Currently working on a little toy compiler, consider this Code:
// AST base class
abstract class AST { /* codegen methods */}
// abstract classes for Statements and Expressions
abstract class Statement : AST {}
abstract class Expression : AST {}
// usage of the abstract classes
class CodeBlock : AST {
public List<Statement> BlockStatements;
}
class BinOp : AST {
public Expression LHS, RHS;
public char Operator;
}
// a constant value is always an expression
class ConstantInt : Expression {
public int Value;
}
Now to the problem how would I implement the FunctionCall
class? If it is used in an expression it would be part of the expression like min(4, 5) + 3
therefor FunctionCall : Expression
makes sense. But then I can't have function calls in a block like this { writeToConsole("Hello World"); }
so the FunctionCall : Statement
sounds reasonable but this would not work with expression syntax.

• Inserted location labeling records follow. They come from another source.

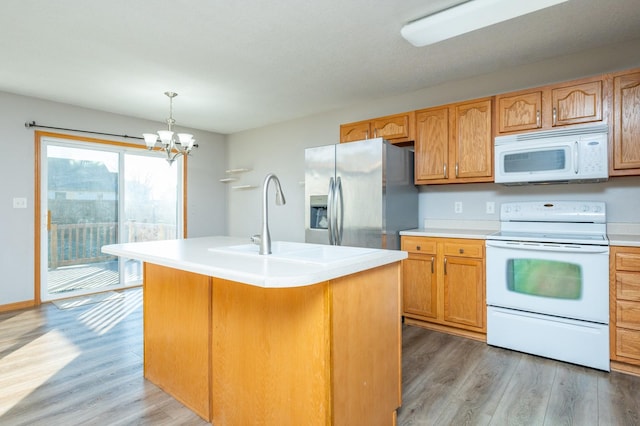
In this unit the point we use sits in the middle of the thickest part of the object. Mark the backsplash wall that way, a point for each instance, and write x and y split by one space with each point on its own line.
621 195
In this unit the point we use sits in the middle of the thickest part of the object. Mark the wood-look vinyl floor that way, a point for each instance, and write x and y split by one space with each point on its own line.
83 366
450 380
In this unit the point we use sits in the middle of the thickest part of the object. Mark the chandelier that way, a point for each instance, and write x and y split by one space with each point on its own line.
174 145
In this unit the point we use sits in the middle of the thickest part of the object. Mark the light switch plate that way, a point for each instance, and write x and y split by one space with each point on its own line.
19 203
491 207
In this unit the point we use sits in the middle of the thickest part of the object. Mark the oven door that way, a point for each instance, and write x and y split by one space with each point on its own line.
564 280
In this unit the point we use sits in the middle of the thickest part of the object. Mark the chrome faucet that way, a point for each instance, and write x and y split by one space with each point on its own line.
265 238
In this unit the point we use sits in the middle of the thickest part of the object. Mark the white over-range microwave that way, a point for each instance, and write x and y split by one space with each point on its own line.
556 156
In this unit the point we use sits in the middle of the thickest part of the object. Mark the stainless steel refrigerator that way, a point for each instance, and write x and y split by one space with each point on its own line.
359 194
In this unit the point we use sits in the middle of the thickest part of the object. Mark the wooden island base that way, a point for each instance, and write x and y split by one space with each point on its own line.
237 354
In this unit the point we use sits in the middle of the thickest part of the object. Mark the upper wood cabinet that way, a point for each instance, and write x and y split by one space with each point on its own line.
397 128
550 106
519 112
626 124
454 143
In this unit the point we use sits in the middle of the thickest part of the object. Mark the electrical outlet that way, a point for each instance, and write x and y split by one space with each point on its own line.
19 203
491 207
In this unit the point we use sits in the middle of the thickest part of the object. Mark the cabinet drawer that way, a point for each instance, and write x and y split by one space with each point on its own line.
418 245
628 343
628 262
628 286
628 314
464 249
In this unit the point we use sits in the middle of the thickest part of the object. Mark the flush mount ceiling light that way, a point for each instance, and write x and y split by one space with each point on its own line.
467 17
174 145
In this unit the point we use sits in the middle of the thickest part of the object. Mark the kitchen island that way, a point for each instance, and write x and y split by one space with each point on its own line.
309 335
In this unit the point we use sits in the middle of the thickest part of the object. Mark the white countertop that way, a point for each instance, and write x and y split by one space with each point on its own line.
193 255
479 234
619 234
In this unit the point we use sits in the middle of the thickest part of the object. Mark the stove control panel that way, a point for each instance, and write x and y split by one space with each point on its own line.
554 211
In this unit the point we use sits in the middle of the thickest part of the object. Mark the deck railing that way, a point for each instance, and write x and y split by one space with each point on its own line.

Making Statement
inherit from Expression
would not work either since it would allow AST's like this min(4, 5) + int a
.
I'd like to get suggestions on how to keep statements and expressions seperate except for things that can be both.
Making it so that statements are expressions is indeed not a good idea (for the reason you point out). However making it so that expressions are statements has a lot more merit.
In fact most¹ languages' grammars have an entry similar to this:
statement ::= expression ';'
That is an expression followed by a semicolon is a statement, a so-called expression statement. In your AST you could represent this either by making Expression
inherit Statement
or by creating a class ExpressionStatement
, which simply wraps Expression
.
Besides allowing function calls as statements, it also allows other expressions as statements. For side-effecting expressions like assignments, composite assignments or increment expressions this makes a lot of sense.
For expressions without side effects, like simple arithmetic, it makes less sense. In C and C++ a statement like a + b;
is in fact legal, but causes a warning in most compilers. In other languages there is an explicit rule that prohibits certain types of expressions to be used as statement expressions.
¹ Only taking into account those languages that have a distinction between statements and expressions at all, of course.